ART 321 continues to serve the community as a place where real stories are told, and real emotions are felt. But as much as the community needs and benefits from ART 321, ART 321 needs and benefits from the community as well.
"We are committed to ensuring that financial means are never a barrier to participation in our programs but without the community's support our financial means may become a barrier to our ability to program exhibits like these and the many programs we run in a year," Cessor revealed. "We hope folks consider becoming members and/or individual supporters and/or support in helping us spread the word about the work we do here."
It's important work, the things that are done in the walls of ART 321. It's a place for artists to create, for viewers to witness, and for all of us to learn a little bit about each other...and ourselves.
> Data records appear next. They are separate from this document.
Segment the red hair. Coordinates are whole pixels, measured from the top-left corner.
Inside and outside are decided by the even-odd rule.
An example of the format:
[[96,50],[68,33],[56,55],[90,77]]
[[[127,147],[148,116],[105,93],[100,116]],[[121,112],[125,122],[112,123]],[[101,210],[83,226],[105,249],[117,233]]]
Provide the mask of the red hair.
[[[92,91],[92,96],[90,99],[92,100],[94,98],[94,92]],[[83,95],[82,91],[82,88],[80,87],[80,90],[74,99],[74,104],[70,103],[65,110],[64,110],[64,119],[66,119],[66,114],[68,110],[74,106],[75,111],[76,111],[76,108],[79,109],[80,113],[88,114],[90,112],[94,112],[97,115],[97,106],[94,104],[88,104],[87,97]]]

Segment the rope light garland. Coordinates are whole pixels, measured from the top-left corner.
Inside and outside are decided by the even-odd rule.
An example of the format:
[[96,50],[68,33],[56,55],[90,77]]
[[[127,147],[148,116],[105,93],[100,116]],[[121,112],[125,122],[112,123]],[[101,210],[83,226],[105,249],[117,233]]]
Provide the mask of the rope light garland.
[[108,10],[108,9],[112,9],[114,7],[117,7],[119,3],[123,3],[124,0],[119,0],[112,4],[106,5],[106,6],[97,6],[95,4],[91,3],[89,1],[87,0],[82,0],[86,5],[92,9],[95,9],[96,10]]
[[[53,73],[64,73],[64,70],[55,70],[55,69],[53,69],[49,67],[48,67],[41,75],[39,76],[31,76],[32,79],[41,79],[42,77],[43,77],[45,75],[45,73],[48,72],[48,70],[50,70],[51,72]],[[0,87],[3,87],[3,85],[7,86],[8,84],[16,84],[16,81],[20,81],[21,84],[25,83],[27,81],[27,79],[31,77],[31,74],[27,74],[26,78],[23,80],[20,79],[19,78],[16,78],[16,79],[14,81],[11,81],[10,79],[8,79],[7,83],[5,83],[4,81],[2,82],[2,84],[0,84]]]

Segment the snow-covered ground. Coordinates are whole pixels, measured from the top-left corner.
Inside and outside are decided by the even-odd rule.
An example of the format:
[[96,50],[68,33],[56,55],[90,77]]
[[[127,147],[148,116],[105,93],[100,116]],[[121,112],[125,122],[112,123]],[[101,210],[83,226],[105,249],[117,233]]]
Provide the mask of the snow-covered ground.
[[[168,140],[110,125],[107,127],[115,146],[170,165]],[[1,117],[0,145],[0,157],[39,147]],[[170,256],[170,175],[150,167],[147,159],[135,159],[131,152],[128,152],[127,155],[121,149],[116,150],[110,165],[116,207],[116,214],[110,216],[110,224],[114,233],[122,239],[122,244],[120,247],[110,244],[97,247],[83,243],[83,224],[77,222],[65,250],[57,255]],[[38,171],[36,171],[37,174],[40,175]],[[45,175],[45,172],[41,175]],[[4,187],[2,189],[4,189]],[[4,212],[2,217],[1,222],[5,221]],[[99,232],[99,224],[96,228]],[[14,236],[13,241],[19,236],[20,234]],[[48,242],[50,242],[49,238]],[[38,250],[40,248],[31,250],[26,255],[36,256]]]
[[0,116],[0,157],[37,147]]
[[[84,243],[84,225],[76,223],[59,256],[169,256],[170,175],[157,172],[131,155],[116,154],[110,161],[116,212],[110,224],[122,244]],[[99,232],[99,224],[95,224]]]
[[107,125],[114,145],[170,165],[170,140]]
Wyoming hasn't always had a place like this but, with the community's help, ART 321 will continue to be a beacon for both artists and the general public. It will continue to put out work that challenges us, that provokes us, that moves us.
This weekend is the final weekend for ART 321's Immersive Installation show. It will be open until 6pm Friday, February 25 and from 10 a.m. to 4 p.m. on Saturday, February 26. At 6 p.m. on Saturday, ART 321 will host a closing panel discussion with the artists as they discuss the motivations and meanings behind their works.
"Lean in to your creative visions of what the Wyoming arts landscape can be and don't worry about the rest," Cessor said. "It may ruffle some feathers but maybe that's okay, maybe we are a little too comfortable and need to lean in when it matters most. The story we tell about arts in Wyoming is rather incomplete but many of us are working every day to see that shift towards a more reflective and authentic narrative of the commitment to honoring creative heritage and history, and the creative innovation that exists throughout Wyoming's arts landscape."